Keywords: Gastric cancer, Inflammation, HERPACC
INTRODUCTION
Gastric cancer (GC) is the fourth leading cause of cancer deaths worldwide (Sung et al, 2021). In its early clinical stages, this neoplasia is treatable. In Japan, ~70% of patients with GC are diagnosed at early stages (I-II) often detected through the national endoscopy screening program (Katai et al., 2018). The estimated 5-year overall survival rates of GC patients with stages IA, IB and II disease are 92%, 84% and 71%, respectively (Katai et al., 2018).

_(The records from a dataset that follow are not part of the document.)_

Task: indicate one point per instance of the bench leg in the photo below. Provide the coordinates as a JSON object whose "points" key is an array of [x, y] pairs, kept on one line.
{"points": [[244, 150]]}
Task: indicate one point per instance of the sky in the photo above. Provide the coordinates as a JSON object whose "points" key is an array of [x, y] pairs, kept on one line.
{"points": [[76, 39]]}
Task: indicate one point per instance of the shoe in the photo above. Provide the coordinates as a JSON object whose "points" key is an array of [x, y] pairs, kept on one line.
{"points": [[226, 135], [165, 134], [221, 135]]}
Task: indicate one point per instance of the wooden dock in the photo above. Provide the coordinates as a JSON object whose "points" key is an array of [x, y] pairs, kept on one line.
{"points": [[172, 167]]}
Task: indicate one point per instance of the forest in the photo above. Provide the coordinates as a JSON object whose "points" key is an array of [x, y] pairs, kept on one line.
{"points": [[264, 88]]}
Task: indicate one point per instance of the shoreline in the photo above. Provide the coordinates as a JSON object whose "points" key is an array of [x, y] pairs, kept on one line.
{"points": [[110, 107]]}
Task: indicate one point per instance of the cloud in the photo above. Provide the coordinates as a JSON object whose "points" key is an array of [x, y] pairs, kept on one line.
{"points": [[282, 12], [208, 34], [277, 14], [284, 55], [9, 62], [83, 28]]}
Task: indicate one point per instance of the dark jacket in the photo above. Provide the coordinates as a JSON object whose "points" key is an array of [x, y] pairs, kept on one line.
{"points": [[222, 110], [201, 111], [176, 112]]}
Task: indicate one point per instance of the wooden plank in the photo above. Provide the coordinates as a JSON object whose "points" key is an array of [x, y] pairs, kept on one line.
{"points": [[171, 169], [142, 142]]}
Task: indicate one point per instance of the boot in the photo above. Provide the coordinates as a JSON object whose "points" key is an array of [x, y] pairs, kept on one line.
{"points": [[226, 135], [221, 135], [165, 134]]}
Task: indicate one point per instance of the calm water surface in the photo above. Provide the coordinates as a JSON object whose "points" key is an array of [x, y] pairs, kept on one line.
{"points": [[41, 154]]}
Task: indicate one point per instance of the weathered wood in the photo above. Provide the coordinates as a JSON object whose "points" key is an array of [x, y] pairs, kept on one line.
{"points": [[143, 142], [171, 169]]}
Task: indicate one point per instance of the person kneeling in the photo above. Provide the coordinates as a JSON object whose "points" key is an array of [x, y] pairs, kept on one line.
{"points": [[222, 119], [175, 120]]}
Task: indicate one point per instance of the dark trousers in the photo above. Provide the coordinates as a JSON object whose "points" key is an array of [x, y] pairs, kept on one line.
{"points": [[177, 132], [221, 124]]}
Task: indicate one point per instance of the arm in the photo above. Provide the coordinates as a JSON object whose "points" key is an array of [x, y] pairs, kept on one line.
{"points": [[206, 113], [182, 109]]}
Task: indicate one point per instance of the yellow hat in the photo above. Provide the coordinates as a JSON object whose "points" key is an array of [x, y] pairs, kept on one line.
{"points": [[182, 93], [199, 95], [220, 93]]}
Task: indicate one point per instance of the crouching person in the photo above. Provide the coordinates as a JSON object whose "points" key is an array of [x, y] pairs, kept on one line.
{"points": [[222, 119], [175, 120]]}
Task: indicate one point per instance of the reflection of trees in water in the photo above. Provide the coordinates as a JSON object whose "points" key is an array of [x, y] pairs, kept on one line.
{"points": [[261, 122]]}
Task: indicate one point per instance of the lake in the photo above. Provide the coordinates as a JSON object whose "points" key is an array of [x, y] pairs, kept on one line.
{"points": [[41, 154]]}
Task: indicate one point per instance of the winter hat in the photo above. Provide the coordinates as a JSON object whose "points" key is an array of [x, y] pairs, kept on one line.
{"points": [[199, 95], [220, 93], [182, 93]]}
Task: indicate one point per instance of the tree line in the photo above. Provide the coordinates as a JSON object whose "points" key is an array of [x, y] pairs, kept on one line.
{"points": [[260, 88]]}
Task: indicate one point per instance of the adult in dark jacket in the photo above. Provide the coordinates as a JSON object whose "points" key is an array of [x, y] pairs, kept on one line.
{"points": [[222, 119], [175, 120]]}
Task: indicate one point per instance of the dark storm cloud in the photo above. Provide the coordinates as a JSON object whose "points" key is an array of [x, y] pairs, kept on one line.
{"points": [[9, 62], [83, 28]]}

In Helicobacter pylori-driven GC, mucosal colonization induces chronic inflammation with variable progression to cancer. Gastric mucosal regeneration after injury involves a complex interaction of various signaling pathways and regulators. If locally produced molecules from the gastric tissue microenvironment were to recirculate via the bloodstream, blood levels could be informative either as markers of local activity or reflecting systemic effects. Prospective studies of circulating inflammation-related proteins have suggested weak associations with GC risk (Epplein et al., 2013,Camargo et al., 2019). To assess potential utility as predictive biomarkers for clinical screening, we examined levels of key immune and inflammation molecules for associations with early-stage noncardia GC.
MATERIALS AND METHODS
Study Population
All participants in the Hospital-based Epidemiologic Research Program at Aichi Cancer Center (HERPACC) study were first-visit outpatients at the cancer center who provided lifestyle data and pretreatment blood samples (Tajima et al., 2000). Among the participants recruited between 2001–2005 (HERPACC-II), 239 patients with early-stage (153 IA, 50 IB and 36 II) noncardia GC (ICD-O-3 codes C16.1-C16.9) were age-frequency matched to 256 cancer-free H. pylori seropositive controls for this study.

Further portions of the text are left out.